Seeing the whites of their eyes, she fired from the hip, and hit her own foot;
Sawant responded by claiming that the American Samoa study [of the effects of raising the minimum wage] “has been done by some organization called the Freedom Foundation, which is a right-wing think-tank.” Her comments about the study’s validity were unequivocal.
“As an economist and as an academician,” she explained, “I feel strange calling it a ‘study’ because it’s a spurious analysis that has no basis in reality… Even by the standards of right-wing analysis it’s not that great.”
Sawant contended that, since American Samoa’s minimum wage was increased at about the same time the 2008 recession hit the mainland U.S., Samoa’s massive job losses were the result of the recession and not the minimum wage hikes.
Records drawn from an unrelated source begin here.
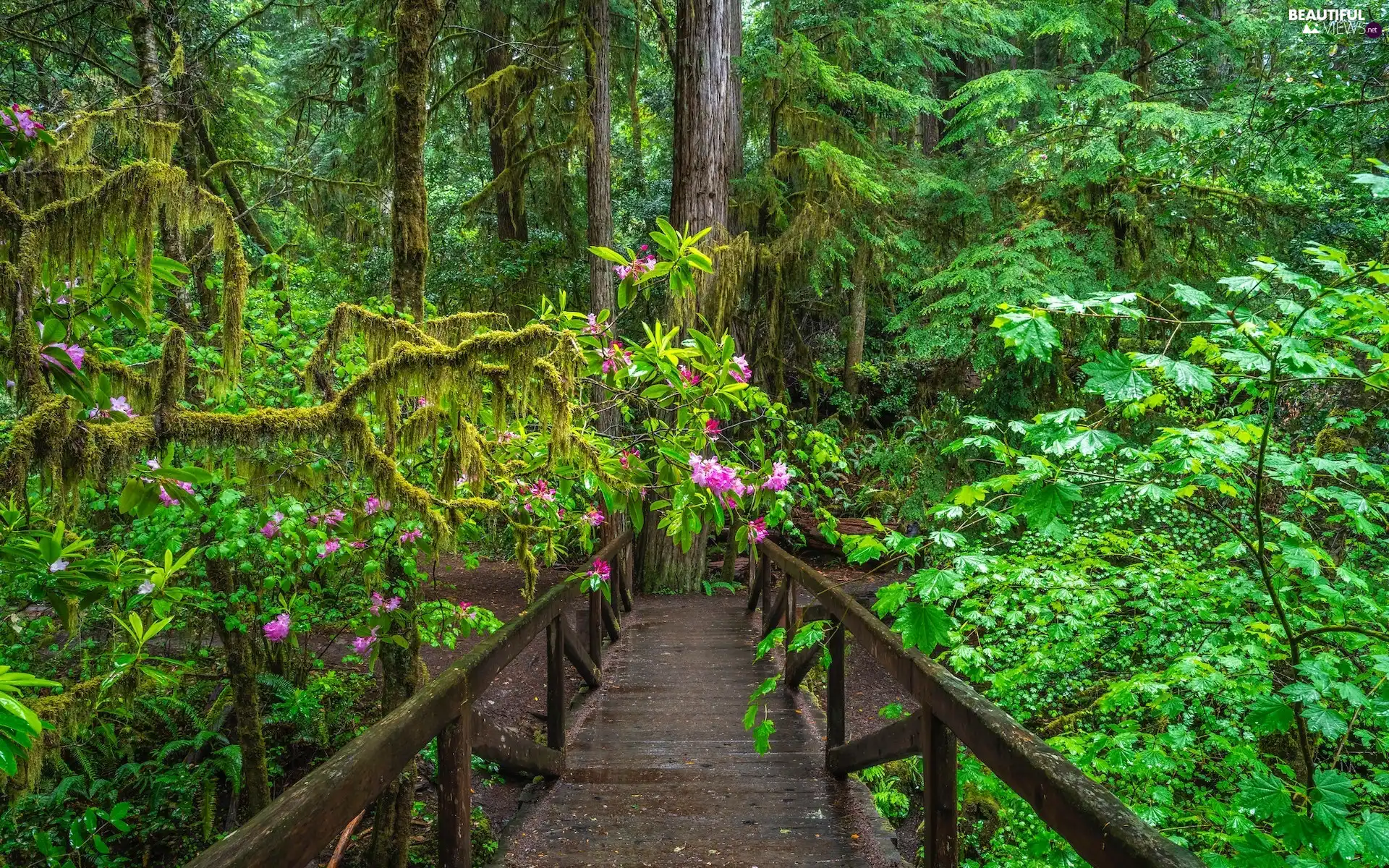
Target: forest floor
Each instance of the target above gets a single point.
(516, 699)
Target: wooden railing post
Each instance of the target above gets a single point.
(456, 793)
(835, 689)
(755, 576)
(939, 768)
(555, 685)
(596, 626)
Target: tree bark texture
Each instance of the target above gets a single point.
(854, 336)
(699, 199)
(402, 676)
(501, 110)
(602, 295)
(242, 671)
(417, 22)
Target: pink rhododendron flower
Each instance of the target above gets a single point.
(713, 475)
(780, 478)
(757, 529)
(22, 122)
(637, 268)
(278, 628)
(74, 356)
(616, 359)
(273, 525)
(363, 643)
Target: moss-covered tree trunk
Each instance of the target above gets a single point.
(501, 109)
(242, 670)
(699, 197)
(402, 674)
(417, 24)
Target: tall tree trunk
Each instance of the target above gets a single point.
(501, 109)
(854, 336)
(417, 22)
(242, 671)
(699, 199)
(734, 140)
(602, 295)
(634, 95)
(402, 676)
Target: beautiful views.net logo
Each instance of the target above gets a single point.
(1335, 21)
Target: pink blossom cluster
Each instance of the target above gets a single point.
(119, 404)
(363, 643)
(378, 603)
(780, 478)
(717, 478)
(757, 529)
(542, 490)
(271, 528)
(167, 501)
(602, 571)
(328, 520)
(22, 122)
(637, 268)
(616, 359)
(741, 370)
(277, 629)
(74, 356)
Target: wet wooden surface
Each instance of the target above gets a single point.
(661, 771)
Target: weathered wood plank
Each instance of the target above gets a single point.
(835, 724)
(584, 664)
(456, 793)
(755, 582)
(1100, 827)
(555, 702)
(596, 626)
(513, 750)
(306, 818)
(939, 803)
(610, 623)
(896, 741)
(798, 665)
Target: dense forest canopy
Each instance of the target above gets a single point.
(1066, 321)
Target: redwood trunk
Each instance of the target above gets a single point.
(502, 146)
(602, 296)
(417, 21)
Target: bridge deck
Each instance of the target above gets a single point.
(661, 771)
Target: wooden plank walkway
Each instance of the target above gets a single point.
(661, 771)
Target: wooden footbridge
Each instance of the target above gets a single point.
(663, 774)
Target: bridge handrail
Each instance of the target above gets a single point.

“Just because we’re determined fighters for economic justice does not mean that we cannot see through this haze that’s being created,” she concluded. “We know the facts. We understand how the economy works.”
There’s only one-problem: the report was actually written by the Obama Administration’s Government Accountability Office (GAO), not the “right-wing” Freedom Foundation. While we have cited the study, we are not its authors.But she was only getting warmed up. As an economist and as an academician (presumably) she also argued that small businesses that faced high rent and other costs of doing businesses, also needed to have their labor costs raised.
No, we don't understand it either. Nor, presumably, do the people at North Carolina State University who awarded her a Phd in economics.